The plot kicks in when Gabrielle’s cold and judgmental mother decides that familial damage control involves marrying her daughter off to a roaming labourer. José is played by piercing-eyed Spaniard Alex Brendemühl (last seen as Josef Mengele in The German Doctor). He treats Gabrielle with respect and the pair negotiate a loveless path forward. The plot kicks in with a heftier boot when Gabrielle (who suffers from the rarely-seen-in-cinema affliction kidney stones) is sent to a Swiss spa for a cure. While doing some more walking, she spies Louis Garrel as ailing lieutenant, André Sauvage, writhing about with an air of noble suffering in his private chamber.
L’amour!
For the first time, Gabrielle experiences reciprocal affection.
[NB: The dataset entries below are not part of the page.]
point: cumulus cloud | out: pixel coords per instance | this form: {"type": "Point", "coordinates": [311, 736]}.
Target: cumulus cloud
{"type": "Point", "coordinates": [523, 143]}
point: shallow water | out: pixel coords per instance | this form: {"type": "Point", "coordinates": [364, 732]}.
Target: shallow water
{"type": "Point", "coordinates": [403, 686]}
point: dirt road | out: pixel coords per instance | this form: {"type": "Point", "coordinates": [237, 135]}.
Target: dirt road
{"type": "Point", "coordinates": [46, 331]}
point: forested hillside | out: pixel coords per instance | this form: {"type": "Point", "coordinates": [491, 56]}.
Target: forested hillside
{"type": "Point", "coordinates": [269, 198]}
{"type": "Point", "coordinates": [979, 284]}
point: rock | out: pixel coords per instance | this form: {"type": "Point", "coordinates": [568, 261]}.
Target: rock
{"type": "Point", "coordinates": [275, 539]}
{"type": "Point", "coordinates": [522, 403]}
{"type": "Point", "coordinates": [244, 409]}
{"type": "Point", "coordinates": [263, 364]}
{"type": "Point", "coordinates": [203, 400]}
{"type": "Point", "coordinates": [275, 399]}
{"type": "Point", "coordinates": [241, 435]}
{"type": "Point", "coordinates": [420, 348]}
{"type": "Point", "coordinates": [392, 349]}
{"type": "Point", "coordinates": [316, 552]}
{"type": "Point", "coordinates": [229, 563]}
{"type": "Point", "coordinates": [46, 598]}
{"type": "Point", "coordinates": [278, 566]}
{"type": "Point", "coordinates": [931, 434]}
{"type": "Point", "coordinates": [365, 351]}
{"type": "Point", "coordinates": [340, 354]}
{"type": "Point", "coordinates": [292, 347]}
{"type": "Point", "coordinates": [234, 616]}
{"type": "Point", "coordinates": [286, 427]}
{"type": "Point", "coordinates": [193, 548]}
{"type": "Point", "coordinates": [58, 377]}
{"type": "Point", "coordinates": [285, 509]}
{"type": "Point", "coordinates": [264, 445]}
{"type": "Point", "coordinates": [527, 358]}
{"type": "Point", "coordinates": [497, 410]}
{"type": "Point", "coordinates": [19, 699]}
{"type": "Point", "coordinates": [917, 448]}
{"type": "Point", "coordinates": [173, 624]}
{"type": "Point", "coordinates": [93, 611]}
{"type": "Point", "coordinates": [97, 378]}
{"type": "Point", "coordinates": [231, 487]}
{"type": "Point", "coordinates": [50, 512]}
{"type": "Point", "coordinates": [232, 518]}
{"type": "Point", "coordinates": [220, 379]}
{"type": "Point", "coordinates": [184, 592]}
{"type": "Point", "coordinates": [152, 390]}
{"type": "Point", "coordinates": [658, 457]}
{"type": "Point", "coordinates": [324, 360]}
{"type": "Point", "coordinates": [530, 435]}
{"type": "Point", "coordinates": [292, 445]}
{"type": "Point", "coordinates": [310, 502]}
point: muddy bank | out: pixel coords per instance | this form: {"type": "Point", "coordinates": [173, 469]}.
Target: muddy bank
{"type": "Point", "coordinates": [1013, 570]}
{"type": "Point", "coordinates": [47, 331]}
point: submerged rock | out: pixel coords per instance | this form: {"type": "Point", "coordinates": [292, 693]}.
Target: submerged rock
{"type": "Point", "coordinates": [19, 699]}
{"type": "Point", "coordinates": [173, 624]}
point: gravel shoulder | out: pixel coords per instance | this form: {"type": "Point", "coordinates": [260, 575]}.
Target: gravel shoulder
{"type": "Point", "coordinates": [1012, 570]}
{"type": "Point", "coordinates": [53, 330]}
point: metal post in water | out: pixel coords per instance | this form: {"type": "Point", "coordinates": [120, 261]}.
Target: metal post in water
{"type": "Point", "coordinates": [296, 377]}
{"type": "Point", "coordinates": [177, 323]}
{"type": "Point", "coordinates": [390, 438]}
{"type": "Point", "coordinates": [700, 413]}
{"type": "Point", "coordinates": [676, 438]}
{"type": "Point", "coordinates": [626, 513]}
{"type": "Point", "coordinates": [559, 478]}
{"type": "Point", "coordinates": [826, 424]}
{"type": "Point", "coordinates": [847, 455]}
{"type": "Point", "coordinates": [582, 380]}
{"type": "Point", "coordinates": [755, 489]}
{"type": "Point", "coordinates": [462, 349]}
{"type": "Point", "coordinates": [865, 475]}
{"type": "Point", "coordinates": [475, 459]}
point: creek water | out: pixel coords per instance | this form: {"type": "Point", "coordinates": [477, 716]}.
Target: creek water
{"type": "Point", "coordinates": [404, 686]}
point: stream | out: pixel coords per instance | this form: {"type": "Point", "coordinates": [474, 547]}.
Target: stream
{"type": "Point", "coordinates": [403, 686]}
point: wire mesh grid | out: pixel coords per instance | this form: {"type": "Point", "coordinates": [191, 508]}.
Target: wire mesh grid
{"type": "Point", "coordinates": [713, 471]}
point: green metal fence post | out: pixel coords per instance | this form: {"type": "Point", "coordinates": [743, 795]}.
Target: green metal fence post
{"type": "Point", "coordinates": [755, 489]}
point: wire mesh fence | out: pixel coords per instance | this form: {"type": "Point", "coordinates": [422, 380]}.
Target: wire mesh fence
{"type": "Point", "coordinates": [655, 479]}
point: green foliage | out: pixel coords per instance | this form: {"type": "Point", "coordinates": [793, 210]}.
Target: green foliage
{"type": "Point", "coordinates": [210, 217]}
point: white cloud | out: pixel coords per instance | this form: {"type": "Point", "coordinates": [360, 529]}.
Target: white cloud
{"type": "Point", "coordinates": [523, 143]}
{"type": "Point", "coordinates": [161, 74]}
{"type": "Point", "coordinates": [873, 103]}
Cotillard softens and by doing so exposes how tense her performance has previously been. Her reason for choosing this part becomes clear. The ripe challenge of occupying a woman who feeds on love – drying up without it, blossoming when it rains – is met with total commitment. Gabrielle is impulsive, uninhibited and honest. She has no job, no vocation, no distraction from the push and pull of her yearnings. She needs to be held and the muscular arms of deathly-ill military man Andre Sauvagé are still fit for purpose.
While this all sounds like an overwrought, swooning romance, such qualities are tamped down by restrained performances by the three leads. Brendemühl simmers as the steady, taken-for-granted husband, who accepts his powerlessness with such grace that you’re constantly wondering whether he’s due a meltdown. Garrel possesses the ideal qualities to play a dying lover. The dramatic planes of his face can distract when playing everyday cynics, but here they add a delicious and amusing visual flourish.
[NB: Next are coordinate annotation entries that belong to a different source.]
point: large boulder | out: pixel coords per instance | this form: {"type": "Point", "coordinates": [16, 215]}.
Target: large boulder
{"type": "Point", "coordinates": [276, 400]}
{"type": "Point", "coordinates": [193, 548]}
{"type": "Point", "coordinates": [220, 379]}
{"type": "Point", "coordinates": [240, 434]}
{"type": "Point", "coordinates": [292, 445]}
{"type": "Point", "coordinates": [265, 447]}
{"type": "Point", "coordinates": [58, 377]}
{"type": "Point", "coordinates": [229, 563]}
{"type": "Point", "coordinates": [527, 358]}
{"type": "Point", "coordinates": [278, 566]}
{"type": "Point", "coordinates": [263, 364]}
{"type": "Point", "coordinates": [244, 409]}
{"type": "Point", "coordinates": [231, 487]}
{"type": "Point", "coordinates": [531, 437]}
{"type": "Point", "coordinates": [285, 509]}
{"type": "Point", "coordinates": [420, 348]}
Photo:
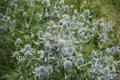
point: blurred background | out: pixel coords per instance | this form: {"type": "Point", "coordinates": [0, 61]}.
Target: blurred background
{"type": "Point", "coordinates": [109, 10]}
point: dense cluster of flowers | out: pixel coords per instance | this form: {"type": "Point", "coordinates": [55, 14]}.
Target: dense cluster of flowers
{"type": "Point", "coordinates": [64, 45]}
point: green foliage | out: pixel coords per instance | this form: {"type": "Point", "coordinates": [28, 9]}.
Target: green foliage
{"type": "Point", "coordinates": [22, 23]}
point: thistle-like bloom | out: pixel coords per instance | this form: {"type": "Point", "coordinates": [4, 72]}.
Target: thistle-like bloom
{"type": "Point", "coordinates": [46, 2]}
{"type": "Point", "coordinates": [40, 70]}
{"type": "Point", "coordinates": [106, 70]}
{"type": "Point", "coordinates": [112, 49]}
{"type": "Point", "coordinates": [27, 47]}
{"type": "Point", "coordinates": [80, 60]}
{"type": "Point", "coordinates": [102, 78]}
{"type": "Point", "coordinates": [94, 61]}
{"type": "Point", "coordinates": [86, 12]}
{"type": "Point", "coordinates": [103, 36]}
{"type": "Point", "coordinates": [76, 14]}
{"type": "Point", "coordinates": [50, 69]}
{"type": "Point", "coordinates": [18, 41]}
{"type": "Point", "coordinates": [67, 64]}
{"type": "Point", "coordinates": [93, 53]}
{"type": "Point", "coordinates": [48, 46]}
{"type": "Point", "coordinates": [61, 42]}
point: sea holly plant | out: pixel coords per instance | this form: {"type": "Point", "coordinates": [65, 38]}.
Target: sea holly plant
{"type": "Point", "coordinates": [59, 45]}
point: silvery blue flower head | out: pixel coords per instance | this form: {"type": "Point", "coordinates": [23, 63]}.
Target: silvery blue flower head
{"type": "Point", "coordinates": [48, 46]}
{"type": "Point", "coordinates": [86, 12]}
{"type": "Point", "coordinates": [27, 47]}
{"type": "Point", "coordinates": [94, 61]}
{"type": "Point", "coordinates": [67, 64]}
{"type": "Point", "coordinates": [40, 70]}
{"type": "Point", "coordinates": [103, 36]}
{"type": "Point", "coordinates": [80, 60]}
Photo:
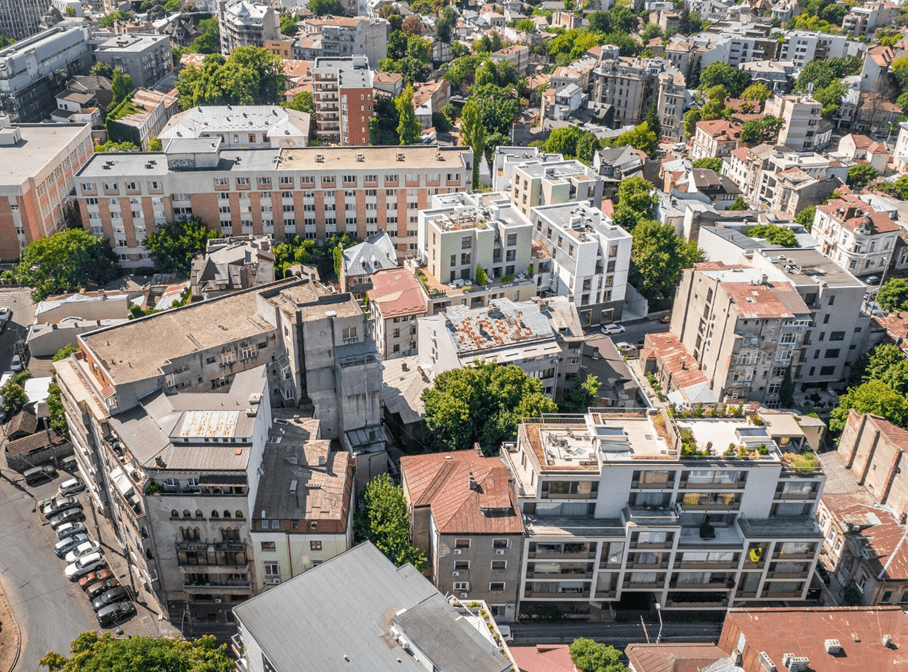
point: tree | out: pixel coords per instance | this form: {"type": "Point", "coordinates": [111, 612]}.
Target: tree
{"type": "Point", "coordinates": [323, 7]}
{"type": "Point", "coordinates": [584, 394]}
{"type": "Point", "coordinates": [757, 91]}
{"type": "Point", "coordinates": [121, 86]}
{"type": "Point", "coordinates": [659, 258]}
{"type": "Point", "coordinates": [805, 217]}
{"type": "Point", "coordinates": [719, 72]}
{"type": "Point", "coordinates": [894, 295]}
{"type": "Point", "coordinates": [872, 397]}
{"type": "Point", "coordinates": [714, 163]}
{"type": "Point", "coordinates": [777, 235]}
{"type": "Point", "coordinates": [91, 652]}
{"type": "Point", "coordinates": [409, 130]}
{"type": "Point", "coordinates": [481, 404]}
{"type": "Point", "coordinates": [302, 102]}
{"type": "Point", "coordinates": [860, 175]}
{"type": "Point", "coordinates": [174, 245]}
{"type": "Point", "coordinates": [590, 656]}
{"type": "Point", "coordinates": [66, 262]}
{"type": "Point", "coordinates": [382, 518]}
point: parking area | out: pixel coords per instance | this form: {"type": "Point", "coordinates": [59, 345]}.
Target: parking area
{"type": "Point", "coordinates": [50, 610]}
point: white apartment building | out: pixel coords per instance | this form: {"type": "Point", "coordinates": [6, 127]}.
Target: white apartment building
{"type": "Point", "coordinates": [618, 510]}
{"type": "Point", "coordinates": [590, 258]}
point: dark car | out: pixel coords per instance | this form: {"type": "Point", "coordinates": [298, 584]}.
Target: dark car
{"type": "Point", "coordinates": [115, 613]}
{"type": "Point", "coordinates": [101, 587]}
{"type": "Point", "coordinates": [110, 596]}
{"type": "Point", "coordinates": [68, 516]}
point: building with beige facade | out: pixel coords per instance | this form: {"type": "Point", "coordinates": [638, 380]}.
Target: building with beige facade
{"type": "Point", "coordinates": [40, 163]}
{"type": "Point", "coordinates": [311, 192]}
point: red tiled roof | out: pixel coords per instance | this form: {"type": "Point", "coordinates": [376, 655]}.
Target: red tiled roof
{"type": "Point", "coordinates": [443, 482]}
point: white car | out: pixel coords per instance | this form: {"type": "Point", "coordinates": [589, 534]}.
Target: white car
{"type": "Point", "coordinates": [83, 549]}
{"type": "Point", "coordinates": [84, 565]}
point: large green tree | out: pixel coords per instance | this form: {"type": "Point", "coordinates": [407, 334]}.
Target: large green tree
{"type": "Point", "coordinates": [91, 652]}
{"type": "Point", "coordinates": [481, 404]}
{"type": "Point", "coordinates": [894, 295]}
{"type": "Point", "coordinates": [382, 518]}
{"type": "Point", "coordinates": [658, 258]}
{"type": "Point", "coordinates": [174, 245]}
{"type": "Point", "coordinates": [66, 262]}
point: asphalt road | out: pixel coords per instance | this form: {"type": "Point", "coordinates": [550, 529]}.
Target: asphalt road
{"type": "Point", "coordinates": [616, 634]}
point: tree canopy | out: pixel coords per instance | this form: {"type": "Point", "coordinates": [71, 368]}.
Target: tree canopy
{"type": "Point", "coordinates": [481, 404]}
{"type": "Point", "coordinates": [66, 262]}
{"type": "Point", "coordinates": [91, 652]}
{"type": "Point", "coordinates": [174, 245]}
{"type": "Point", "coordinates": [382, 518]}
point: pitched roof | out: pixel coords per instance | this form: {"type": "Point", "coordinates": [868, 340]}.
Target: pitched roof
{"type": "Point", "coordinates": [465, 491]}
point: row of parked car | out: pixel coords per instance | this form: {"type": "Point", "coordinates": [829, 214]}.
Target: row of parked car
{"type": "Point", "coordinates": [84, 557]}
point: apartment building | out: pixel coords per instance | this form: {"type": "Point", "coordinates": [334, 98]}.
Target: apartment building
{"type": "Point", "coordinates": [246, 23]}
{"type": "Point", "coordinates": [396, 300]}
{"type": "Point", "coordinates": [209, 382]}
{"type": "Point", "coordinates": [637, 509]}
{"type": "Point", "coordinates": [241, 126]}
{"type": "Point", "coordinates": [145, 58]}
{"type": "Point", "coordinates": [632, 85]}
{"type": "Point", "coordinates": [543, 337]}
{"type": "Point", "coordinates": [359, 609]}
{"type": "Point", "coordinates": [465, 519]}
{"type": "Point", "coordinates": [855, 234]}
{"type": "Point", "coordinates": [801, 115]}
{"type": "Point", "coordinates": [34, 70]}
{"type": "Point", "coordinates": [343, 99]}
{"type": "Point", "coordinates": [303, 512]}
{"type": "Point", "coordinates": [311, 192]}
{"type": "Point", "coordinates": [41, 161]}
{"type": "Point", "coordinates": [336, 36]}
Garcia is better at creating giddy moments than the low-key ones that constitute the bulk of the film, which cranks along, bolted together by awkward lines of dialogue. Cotillard is a constant reason to keep watching. Her embodiment of Gabrielle is an intriguing addition to her complex women canon. This seems to be the measure of the film.
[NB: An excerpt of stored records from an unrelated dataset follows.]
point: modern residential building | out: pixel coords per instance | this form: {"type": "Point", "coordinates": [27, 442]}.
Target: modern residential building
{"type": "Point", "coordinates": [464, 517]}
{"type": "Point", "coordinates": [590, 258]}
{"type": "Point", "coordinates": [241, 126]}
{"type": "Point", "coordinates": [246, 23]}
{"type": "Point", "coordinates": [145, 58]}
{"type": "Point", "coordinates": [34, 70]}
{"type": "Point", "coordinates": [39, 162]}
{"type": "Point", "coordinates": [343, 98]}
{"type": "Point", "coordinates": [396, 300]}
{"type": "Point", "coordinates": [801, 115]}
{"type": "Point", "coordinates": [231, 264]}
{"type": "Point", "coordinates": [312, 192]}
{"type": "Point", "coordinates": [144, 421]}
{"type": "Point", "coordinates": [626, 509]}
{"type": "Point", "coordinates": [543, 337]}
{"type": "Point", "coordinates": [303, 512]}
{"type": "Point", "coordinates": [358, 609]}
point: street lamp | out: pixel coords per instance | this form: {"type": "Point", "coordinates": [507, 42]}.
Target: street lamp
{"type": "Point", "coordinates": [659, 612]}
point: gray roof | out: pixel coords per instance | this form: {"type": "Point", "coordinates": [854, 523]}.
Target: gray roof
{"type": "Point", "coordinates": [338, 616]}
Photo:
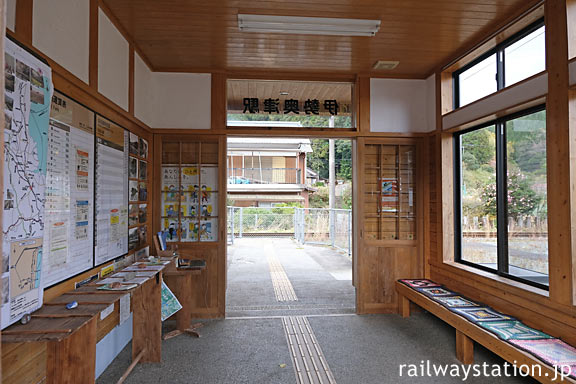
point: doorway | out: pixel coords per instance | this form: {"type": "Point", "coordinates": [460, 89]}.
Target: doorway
{"type": "Point", "coordinates": [289, 232]}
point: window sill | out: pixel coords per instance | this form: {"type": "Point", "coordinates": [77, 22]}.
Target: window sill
{"type": "Point", "coordinates": [494, 279]}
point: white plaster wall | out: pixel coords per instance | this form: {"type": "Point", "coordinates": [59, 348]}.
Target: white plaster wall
{"type": "Point", "coordinates": [509, 97]}
{"type": "Point", "coordinates": [143, 91]}
{"type": "Point", "coordinates": [11, 14]}
{"type": "Point", "coordinates": [61, 31]}
{"type": "Point", "coordinates": [171, 100]}
{"type": "Point", "coordinates": [113, 62]}
{"type": "Point", "coordinates": [399, 106]}
{"type": "Point", "coordinates": [183, 100]}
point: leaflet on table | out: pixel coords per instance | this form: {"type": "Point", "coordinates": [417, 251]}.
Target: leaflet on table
{"type": "Point", "coordinates": [136, 280]}
{"type": "Point", "coordinates": [209, 230]}
{"type": "Point", "coordinates": [145, 268]}
{"type": "Point", "coordinates": [139, 273]}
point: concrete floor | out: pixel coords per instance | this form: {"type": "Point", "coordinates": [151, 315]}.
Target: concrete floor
{"type": "Point", "coordinates": [250, 345]}
{"type": "Point", "coordinates": [321, 277]}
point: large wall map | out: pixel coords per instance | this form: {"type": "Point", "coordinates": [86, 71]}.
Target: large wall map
{"type": "Point", "coordinates": [28, 92]}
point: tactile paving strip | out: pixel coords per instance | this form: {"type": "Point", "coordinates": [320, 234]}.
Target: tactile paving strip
{"type": "Point", "coordinates": [282, 286]}
{"type": "Point", "coordinates": [309, 362]}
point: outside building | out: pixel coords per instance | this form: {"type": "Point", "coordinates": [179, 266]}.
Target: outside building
{"type": "Point", "coordinates": [263, 172]}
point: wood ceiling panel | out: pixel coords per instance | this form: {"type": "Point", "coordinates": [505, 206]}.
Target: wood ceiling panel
{"type": "Point", "coordinates": [190, 35]}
Then there is a twist which climaxes with one honkingly ridiculous prop reveal. For a moment, it feels like Garcia has accidentally made a comedy – such is the hammy farce of this particular creative decision. But no, this is a serious drama packing serious points about love, marriage, passion and madness. The actors do their best with the material, allowing the film to sputter into the air for stretches, but it is overall too cumbersome to properly take flight.